Friday, October 9, 2009

Van Gogh's letters show his method, not madness

       While Vincent van Gogh has become almost as famed for his troubled mind as for his paintings, a new exhibition in the Van Gogh Museum seeks to remind us there was more method than madness to his style.
       In honour of the publication of a new compendium of all the artist's known correspondence, the museum has put more than 100 personal letters in which he discusses his craft on display alongside the actual paintings.
       Museum director Axel Ruger said the exhibit, opening today, is arranged to make a visitor feel "as if you are being led through the collection with Van Gogh giving commentary on his own work".
       Seeing the letters next to the paintings underlines Van Gogh's professionalism,which is sometimes overlooked amid spectacular biographical details such as his mental illness, his apparent amputation of part of his own left ear, and his suicide in 1890 at age 37.
       In the letters - known from recent books and films - Van Gogh writes about both the philosophy of painting and the technical details.

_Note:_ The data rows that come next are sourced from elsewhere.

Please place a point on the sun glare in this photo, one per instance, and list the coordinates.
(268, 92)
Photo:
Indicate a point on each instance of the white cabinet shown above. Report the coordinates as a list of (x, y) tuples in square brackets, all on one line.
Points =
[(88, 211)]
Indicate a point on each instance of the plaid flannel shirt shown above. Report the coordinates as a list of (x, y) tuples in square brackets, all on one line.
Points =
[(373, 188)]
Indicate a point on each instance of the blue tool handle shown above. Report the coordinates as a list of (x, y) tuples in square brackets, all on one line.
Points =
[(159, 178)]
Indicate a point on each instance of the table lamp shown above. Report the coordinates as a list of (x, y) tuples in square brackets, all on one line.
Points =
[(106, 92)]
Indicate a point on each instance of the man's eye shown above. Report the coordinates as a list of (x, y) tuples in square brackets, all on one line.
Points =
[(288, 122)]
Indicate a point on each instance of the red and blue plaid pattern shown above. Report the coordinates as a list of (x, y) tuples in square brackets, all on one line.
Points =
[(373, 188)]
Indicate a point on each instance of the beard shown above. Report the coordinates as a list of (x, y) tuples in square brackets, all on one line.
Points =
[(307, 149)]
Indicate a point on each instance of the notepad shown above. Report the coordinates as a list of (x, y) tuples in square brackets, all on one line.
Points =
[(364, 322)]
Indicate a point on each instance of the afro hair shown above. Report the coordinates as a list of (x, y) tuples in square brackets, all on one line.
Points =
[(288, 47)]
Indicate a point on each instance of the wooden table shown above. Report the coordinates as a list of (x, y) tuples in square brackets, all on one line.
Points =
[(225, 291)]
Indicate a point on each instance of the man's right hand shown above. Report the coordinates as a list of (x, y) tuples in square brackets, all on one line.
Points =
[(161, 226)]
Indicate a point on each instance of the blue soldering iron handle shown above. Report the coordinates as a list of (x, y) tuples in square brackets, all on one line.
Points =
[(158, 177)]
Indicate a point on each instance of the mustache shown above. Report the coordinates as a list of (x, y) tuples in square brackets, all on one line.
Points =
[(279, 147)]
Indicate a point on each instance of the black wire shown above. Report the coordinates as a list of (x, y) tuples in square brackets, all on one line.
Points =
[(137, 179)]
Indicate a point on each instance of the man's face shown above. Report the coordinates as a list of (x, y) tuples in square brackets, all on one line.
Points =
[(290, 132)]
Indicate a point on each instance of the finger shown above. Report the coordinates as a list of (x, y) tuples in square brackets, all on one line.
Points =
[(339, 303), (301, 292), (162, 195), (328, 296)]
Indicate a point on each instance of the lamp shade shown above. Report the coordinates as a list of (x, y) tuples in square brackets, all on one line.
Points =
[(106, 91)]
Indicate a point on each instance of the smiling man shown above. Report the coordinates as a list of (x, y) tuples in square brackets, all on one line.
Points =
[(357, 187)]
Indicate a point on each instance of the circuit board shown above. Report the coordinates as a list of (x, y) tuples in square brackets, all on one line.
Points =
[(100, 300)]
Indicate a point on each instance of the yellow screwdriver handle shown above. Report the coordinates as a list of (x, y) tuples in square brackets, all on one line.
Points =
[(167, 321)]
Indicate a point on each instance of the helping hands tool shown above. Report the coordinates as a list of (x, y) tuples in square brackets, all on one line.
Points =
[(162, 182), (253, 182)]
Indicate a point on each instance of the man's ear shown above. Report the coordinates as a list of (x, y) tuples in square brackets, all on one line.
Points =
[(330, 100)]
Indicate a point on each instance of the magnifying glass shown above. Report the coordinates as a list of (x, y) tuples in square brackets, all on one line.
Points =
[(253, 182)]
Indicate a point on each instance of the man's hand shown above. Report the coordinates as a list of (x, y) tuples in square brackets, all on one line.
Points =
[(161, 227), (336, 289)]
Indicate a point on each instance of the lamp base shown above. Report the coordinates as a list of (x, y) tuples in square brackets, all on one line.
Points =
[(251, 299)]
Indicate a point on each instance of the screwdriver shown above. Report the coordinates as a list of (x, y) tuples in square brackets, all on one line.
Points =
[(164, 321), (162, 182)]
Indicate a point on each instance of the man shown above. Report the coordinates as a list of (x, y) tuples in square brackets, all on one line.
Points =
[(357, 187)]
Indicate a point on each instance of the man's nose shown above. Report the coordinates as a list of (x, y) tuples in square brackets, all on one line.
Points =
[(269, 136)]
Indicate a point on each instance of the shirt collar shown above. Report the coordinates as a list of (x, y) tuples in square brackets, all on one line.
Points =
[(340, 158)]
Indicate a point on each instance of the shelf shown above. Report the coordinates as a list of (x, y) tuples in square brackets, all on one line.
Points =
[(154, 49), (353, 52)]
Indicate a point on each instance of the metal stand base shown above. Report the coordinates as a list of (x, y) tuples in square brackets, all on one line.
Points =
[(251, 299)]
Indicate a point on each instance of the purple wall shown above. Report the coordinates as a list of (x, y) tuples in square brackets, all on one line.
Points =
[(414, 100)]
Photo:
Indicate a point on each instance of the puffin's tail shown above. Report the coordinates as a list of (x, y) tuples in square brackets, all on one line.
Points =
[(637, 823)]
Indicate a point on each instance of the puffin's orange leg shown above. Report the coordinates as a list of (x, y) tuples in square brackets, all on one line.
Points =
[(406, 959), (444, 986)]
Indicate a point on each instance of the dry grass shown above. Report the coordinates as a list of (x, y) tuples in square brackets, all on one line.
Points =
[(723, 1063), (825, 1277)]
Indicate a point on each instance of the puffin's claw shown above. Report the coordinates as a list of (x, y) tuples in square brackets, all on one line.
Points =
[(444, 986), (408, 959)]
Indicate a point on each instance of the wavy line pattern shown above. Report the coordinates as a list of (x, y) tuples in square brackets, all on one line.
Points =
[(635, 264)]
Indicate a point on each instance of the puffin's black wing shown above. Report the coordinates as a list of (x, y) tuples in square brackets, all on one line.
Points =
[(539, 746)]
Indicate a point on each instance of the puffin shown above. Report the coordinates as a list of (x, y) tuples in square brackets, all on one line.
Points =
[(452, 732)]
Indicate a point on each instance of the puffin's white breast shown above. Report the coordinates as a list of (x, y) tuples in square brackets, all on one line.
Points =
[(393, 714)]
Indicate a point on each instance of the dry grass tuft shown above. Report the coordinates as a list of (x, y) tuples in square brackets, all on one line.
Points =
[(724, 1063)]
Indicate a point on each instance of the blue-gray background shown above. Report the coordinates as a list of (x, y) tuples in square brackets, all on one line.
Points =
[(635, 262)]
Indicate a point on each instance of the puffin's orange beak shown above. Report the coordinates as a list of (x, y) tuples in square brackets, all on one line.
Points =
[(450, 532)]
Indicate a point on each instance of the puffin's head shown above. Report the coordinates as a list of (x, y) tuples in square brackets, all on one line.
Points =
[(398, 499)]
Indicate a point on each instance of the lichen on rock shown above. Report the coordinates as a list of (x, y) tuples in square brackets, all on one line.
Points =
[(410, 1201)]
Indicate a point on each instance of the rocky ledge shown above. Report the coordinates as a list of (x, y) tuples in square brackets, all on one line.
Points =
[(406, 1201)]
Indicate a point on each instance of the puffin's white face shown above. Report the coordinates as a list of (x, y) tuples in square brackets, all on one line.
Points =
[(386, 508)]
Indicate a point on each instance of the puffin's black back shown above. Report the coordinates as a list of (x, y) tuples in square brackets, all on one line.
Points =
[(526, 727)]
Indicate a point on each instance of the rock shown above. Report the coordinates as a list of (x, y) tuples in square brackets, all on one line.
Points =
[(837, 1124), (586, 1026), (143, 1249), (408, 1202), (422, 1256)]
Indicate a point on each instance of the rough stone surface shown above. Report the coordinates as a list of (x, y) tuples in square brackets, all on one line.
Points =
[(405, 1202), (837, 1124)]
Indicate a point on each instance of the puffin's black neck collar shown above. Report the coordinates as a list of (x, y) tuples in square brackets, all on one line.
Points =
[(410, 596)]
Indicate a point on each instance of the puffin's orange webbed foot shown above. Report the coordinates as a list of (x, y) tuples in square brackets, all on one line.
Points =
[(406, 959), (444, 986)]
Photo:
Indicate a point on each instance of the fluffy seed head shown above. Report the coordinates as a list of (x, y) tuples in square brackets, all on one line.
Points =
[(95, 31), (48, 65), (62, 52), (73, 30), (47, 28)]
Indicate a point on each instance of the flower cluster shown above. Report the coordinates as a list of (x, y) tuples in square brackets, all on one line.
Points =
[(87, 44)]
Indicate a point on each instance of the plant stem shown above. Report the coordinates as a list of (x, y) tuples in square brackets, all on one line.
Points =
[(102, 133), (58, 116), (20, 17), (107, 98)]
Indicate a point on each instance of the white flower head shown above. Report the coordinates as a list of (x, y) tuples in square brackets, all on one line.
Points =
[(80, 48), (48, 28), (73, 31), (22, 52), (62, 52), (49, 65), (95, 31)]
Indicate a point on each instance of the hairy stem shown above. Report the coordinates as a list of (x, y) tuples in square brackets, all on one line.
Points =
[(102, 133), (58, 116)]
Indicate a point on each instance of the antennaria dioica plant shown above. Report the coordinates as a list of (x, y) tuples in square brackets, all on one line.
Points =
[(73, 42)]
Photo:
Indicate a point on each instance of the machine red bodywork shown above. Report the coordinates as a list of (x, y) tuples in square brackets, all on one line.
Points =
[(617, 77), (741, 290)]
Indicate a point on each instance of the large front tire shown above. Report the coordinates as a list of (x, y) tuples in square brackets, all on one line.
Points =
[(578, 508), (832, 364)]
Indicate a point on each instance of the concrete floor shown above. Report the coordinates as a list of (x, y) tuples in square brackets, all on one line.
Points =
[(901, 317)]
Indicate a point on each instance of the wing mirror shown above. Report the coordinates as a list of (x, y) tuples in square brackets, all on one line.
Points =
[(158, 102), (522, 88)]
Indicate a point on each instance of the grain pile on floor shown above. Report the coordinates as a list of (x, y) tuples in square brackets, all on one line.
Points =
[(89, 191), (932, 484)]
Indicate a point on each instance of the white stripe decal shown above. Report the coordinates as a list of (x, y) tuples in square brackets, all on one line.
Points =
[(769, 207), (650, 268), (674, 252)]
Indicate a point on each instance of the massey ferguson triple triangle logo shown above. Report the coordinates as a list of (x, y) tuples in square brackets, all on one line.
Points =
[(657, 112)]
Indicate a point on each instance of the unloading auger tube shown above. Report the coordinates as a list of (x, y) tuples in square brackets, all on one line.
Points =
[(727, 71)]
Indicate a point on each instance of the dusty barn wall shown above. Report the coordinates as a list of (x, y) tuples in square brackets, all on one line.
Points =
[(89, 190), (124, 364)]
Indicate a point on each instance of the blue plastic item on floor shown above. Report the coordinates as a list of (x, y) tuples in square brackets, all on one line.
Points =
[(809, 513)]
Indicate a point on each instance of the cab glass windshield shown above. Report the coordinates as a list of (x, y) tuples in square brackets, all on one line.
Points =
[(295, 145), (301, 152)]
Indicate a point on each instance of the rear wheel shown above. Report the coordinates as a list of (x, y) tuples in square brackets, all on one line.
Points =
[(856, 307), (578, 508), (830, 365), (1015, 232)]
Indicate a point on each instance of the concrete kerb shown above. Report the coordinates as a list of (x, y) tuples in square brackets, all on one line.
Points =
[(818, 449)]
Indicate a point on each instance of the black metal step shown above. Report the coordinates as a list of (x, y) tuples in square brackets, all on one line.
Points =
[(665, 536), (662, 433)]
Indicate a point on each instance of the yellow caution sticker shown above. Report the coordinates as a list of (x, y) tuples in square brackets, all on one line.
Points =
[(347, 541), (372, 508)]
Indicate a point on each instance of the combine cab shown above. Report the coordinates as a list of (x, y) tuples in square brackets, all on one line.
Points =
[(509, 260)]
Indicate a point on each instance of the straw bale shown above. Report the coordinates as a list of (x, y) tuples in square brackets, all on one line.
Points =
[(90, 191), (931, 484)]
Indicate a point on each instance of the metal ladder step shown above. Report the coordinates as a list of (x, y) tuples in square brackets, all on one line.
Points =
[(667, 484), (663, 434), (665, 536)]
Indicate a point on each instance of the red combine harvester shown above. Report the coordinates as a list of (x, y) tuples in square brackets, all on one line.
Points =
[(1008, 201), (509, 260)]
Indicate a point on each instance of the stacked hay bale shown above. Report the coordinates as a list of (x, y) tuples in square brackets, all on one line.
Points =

       "I'm working on those peasants around a dish of potatoes again," he said in a letter to his brother Theo on April 9, 1885, referring to one of his earliest masterpieces,The Potato Eaters .The note also contains a sketch of the painting.
       Van Gogh, who was influenced by the Impressionists, said he felt there was "life" in the piece, which he started in the day and continued working on by lamplight on a large canvas.
       "The beautiful effects of the light in nature require one to work very fast" he said, adding he didn't feel he could yet compare with 17th-century Dutch masters such as Rembrandt.
       "At the point where I now am, though,I see a chance of giving a felt impression of what I see ...[but] never exactly - for one sees nature through one's own temperament."
       The compendium includes all 820 known letters by Van Gogh, tracing his youth and late start as a painter to his spectacular blossoming in the late 1880s.
       "The number of letters isn't really unusual but the literary quality of the letters, that's special," said curator Leo Jansen, one of three experts who spent 15 years on the project.
       "You literally can't find it in any other artist: he was painter and writer at the same time."
       Van Gogh's letters were previously translated into English in 1958. The new compendium includes 20 new letters as well as complete versions of some letters previously only published in part.
       More importantly, Mr Jansen said, it gives more precise translations and includes reproductions of more than 2,000 paintings Van Gogh makes reference to.In all, it offers an unusually complete picture of the mental world of one of the world's great artists.
       The entire compilation has been put online as a free, searchable database in French, Dutch and English.
       The museum exhibition opens today and runs through Jan 3,2010.